Cuisine of Figuig or Ifiyyey : Aghrom Anabsal or Anabssale or N'lebsal / Onion Bread

Figuig is a stunning little town in eastern Morocco near the Atlas Mountains.  The Imazighen locals call their town "Ifiyyey" which is an adjective derived from the verb "Afey" and which means "Cover". Figuig or Ifiyyey has the largest palmeraie  in Morocco with over 150,000 palm trees and I was told that the tall graceful palms are male trees vs female ones which are shorter.

I was fascinated how locals can easily tell you what sex their palm trees are!  There are other trees especially olives, lemons and pomegranates, making this palmeraie look like a green jewel in the middle of sahara with ancient wooden building style and loads of birds singing, drumming, winnowing, or simply displaying to impress or proclaim their territories.  From the highest part of the town, you can see the for-ever-closed borders, dividing Kingdom of Morocco from Algeria, and it's about 3 or 4 km from Figuig to Moroccan customs. Figuig or Ifiyyey should be on your list to visit if you're after destinations to relax, enjoy big scenery and allow yourself to wander in nature but watch out, sometimes you may find yourself in someone’s private farm.

There are so many cuisine specialities in Figuig, and Aghroum Anabsal is one of them. It's very important not to confuse Aghroum Anabsal with Mihmih or Mi7mi7, which is sort of Msemen sheet layers cooked on top of the other with special pre-cooked stuffing sauce separating each sheet.  I would say, in a typical Figuigian home, either you have visitors over or not, it's pretty much tradition to sit down and have a snack with Aghroum Anabsal along with Moroccan tea or Tahrirt or Askif. This bread is just perfect for any occasion, afternoon snack, Ftour meal during Ramdan etc...

Aghroum Anabsal, Imazighen name, which can be translated as follows: aghroum = bread and anabsal = onions. This is so easy to make and it's incredibly delicious when all that goodness sauce is cooked inside the bread, so I might say the hardest part in this recipe is making the sauce and chopping the vegetables. The dough is quite the same as Toghrift or batboot that I posted before, as for the sauce, it is made with both green/red/yellow peppers, onions, I mean loads of onions, herbs (usually coriander/parsley), some butter or smen and spices.
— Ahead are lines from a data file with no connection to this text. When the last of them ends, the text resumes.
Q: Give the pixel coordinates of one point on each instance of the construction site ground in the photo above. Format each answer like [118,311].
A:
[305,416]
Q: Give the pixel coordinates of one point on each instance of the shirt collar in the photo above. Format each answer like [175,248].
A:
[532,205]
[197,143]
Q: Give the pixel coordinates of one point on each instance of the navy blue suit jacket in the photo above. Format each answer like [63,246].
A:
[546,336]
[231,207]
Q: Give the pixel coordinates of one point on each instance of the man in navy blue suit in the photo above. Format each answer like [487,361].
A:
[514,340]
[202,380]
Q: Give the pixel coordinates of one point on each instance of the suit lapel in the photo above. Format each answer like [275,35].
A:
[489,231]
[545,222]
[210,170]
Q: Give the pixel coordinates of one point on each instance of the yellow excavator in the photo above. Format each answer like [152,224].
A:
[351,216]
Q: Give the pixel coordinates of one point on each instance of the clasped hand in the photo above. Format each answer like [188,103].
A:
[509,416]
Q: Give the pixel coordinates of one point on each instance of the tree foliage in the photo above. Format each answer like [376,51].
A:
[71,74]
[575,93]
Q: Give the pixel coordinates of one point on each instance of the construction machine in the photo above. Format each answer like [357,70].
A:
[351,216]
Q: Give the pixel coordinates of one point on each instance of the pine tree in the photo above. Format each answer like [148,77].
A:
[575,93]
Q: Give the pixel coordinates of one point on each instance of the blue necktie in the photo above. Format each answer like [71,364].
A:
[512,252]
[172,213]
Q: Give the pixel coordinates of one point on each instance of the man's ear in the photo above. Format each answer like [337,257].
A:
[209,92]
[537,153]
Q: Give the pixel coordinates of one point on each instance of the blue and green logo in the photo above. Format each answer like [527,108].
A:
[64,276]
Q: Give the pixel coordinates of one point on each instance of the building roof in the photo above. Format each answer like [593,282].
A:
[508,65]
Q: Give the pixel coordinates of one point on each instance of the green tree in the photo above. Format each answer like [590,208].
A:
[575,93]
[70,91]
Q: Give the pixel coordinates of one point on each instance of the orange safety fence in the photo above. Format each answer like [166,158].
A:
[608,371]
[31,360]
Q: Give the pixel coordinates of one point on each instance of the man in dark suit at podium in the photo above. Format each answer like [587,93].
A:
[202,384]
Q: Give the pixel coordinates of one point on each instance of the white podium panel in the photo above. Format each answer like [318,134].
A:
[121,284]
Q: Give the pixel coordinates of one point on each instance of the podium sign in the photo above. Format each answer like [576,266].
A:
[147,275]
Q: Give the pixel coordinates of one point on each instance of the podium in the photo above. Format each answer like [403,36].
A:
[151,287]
The original Figuigian recipe sauce calls for stuffing Aghroum Anabsal with raw vegetables, which are simply chopped then mixed with butter and spices.  I prefer to make mine as my mum used to do, sauteing onions along with some garlic, using olive or argan oil instead of butter, then add the peppers, parsley/coriander and lot of hot pepper, stir everything over medium heat for about 3 to 4 minutes, then remove to allow to cool before stuffing the bread.